L’écolier détourna la tête d’un air maussade. Ils étaient alors à Millbank, et avaient la Tamise à leur gauche ; sa sœur lui toucha l’épaule, et lui montra la rivière.

« Expiation, restitution, peu importe le mot, tu sais ce que je veux dire, reprit-elle ; c’est là aussi que notre père est mort, Charley. »

Pas une parole attendrie, pas un signe d’émotion ! Puis tout à coup, après un morne silence, et d’une voix mauvaise :

« Quand je fais tant d’efforts pour arriver, dit-il, ce serait bien dur, Liz, de te trouver sur ma route comme un obstacle.

— Moi, Charley !

— Oui, toi, Lizzie. Pourquoi revenir sur le passé ? Il faut rompre avec tout cela, comme le disait ce soir mister Headstone, à propos d’autre chose. Nous n’avons qu’un parti à prendre ; suivre une direction nouvelle, et marcher droit au but.

— Sans regarder en arrière, Charley ? pas même pour essayer de réparer le mal ?

— Tu rêveras donc toujours ! reprit l’écolier avec impatience. C’était bon autrefois, quand assis devant le feu, nous interrogions le vide qui était auprès de la flamme. Mais à présent, c’est le monde réel qu’il faut voir.

— Ah ! Charley, c’était bien la réalité que je découvrais alors.

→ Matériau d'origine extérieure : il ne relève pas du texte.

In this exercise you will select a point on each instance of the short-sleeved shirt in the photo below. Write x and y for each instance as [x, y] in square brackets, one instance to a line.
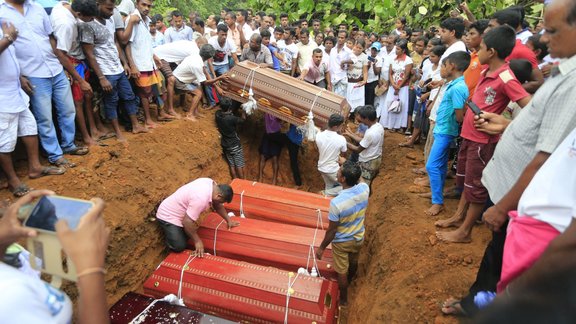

— Non, Lizzie, tu es dans l’erreur ; je ne veux pas t’abandonner ; au contraire, je veux t’élever avec moi ; je n’oublie pas ce que tu as fait ; ce soir encore, je disais à M. Headstone : « c’est ma sœur qui l’a voulu. Eh ! bien, ne m’empêche pas de réussir ; ne me force pas à reculer, à redescendre ; je n’en demande pas davantage ; assurément ce n’est pas trop exiger. »

Sa sœur, qui, tout en l’écoutant, n’avait pas cessé de le regarder, lui répondit avec calme :

« Ce n’est pas par égoïsme que j’ai choisi cette maison, Charley ; si je n’écoutais que mon désir j’irais bien loin de la rivière.

« Jamais trop loin à mon avis, il faut t’en séparer, Liz ; pourquoi rester près d’elle, quand je m’en éloigne ? tu sais à quelle distance je veux m’en tenir.

— Si je reste dans son voisinage, dit-elle en se passant la main sur le front, c’est bien involontaire ; mais je ne crois pas devoir la quitter.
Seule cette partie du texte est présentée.